Isu ini menjadi penting karena Presiden terpilih AS Donald Trump menyebut Obama dan mantan Menteri Luar Negeri Hillary Clinton sebagai pendiri Daesh.
Al Qaeda dan Taliban merupakan kelompok yang dimanfaatkan oleh Dinas Intelijen Pusat AS (CIA) pada masa pendudukan Uni Soviet di Afghanistan.
Namun, kedua kelompok ini mulai memberontak terhadap tuannya, AS setelah Uni Soviet angkat kaki dari Afghanistan.
Pada tahun 2001, Presiden AS George W. Bush mengeluarkan maklumat perang tanpa akhir terhadap terorisme.

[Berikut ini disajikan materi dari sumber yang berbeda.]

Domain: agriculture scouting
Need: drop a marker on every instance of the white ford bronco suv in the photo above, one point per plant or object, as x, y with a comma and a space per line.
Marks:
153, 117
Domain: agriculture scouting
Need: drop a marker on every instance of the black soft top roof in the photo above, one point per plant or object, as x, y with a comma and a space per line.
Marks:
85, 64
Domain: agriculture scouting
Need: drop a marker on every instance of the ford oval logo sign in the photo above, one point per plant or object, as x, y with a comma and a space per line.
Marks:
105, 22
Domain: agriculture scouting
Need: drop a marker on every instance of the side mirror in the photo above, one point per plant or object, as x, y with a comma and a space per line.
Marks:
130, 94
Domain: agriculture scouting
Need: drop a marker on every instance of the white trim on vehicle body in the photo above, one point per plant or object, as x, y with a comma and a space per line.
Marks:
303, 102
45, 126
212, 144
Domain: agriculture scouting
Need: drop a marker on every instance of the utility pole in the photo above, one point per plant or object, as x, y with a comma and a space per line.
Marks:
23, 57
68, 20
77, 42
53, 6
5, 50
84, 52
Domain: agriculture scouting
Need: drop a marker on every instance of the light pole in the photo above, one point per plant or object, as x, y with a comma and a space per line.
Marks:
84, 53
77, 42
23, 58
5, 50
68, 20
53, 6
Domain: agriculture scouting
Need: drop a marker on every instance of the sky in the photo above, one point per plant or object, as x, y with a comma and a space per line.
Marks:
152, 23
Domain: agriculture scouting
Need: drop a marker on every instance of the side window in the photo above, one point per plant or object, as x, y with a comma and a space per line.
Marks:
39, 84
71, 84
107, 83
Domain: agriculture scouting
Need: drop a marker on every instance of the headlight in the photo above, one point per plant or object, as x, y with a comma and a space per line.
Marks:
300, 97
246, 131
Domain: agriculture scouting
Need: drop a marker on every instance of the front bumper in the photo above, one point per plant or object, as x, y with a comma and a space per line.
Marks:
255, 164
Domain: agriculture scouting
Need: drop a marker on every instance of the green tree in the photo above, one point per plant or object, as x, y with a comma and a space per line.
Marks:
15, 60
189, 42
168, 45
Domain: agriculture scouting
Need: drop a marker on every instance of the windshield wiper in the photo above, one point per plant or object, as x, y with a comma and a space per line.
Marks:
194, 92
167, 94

Jelas bahwa tujuan pemerintahan Bush bukan untuk menghancurkan Taliban, tapi ingin mengerahkan tentara Amerika dengan alasan perang kontra-terorisme dan oleh sebab itu, AS dua tahun kemudian menginvasi Irak dengan dalih keberadaan senjata pemusnah massal. Namun pasca invasi, sama sekali tidak ditemukan senjata terlarang di Irak.
Letak Afghanistan dinilai strategis karena berada tidak jauh dari kekuatan-kekuatan besar rival Amerika yaitu Cina dan Rusia ditambah Iran.
Negara itu juga mencuri perhatian Washington sebagai jalur transit energi dan untuk itu, AS menduduki Afghanistan.
Akan tetapi, AS tidak belajar dari kekalahan pahit pasukan Uni Soviet di Afghanistan. Pengakuan Obama sebenarnya indikasi dari ketidakmampuan Amerika dalam menghadapi tekad sebuah bangsa, yang terus melakukan perlawanan terhadap pendudukan asing.
Obama mengakui ketidakmampuan Amerika dalam menghancurkan Taliban di akhir masa jabatannya.
Ia menyadari bahwa Amerika tidak bisa mencerabut akar terorisme hanya dengan mengandalkan opsi militer.
Tapi perlu diingat, Obama terlibat dalam kejahatan Bush dalam memunuh rakyat Afghanistan dan ia juga telah memaksakan pakta keamanan dengan Kabul sehingga pasukan Amerika bisa bertahan di Afghanistan.
Kekuatan-kekuatan besar di masa lalu menghadapi keterpurukan setelah berpetualang terlalu jauh di negara lain. Banyak pemikir juga telah meramalkan tentang keruntuhan AS sebagai akibat dari perang yang dikorbarkan di sejumlah negara.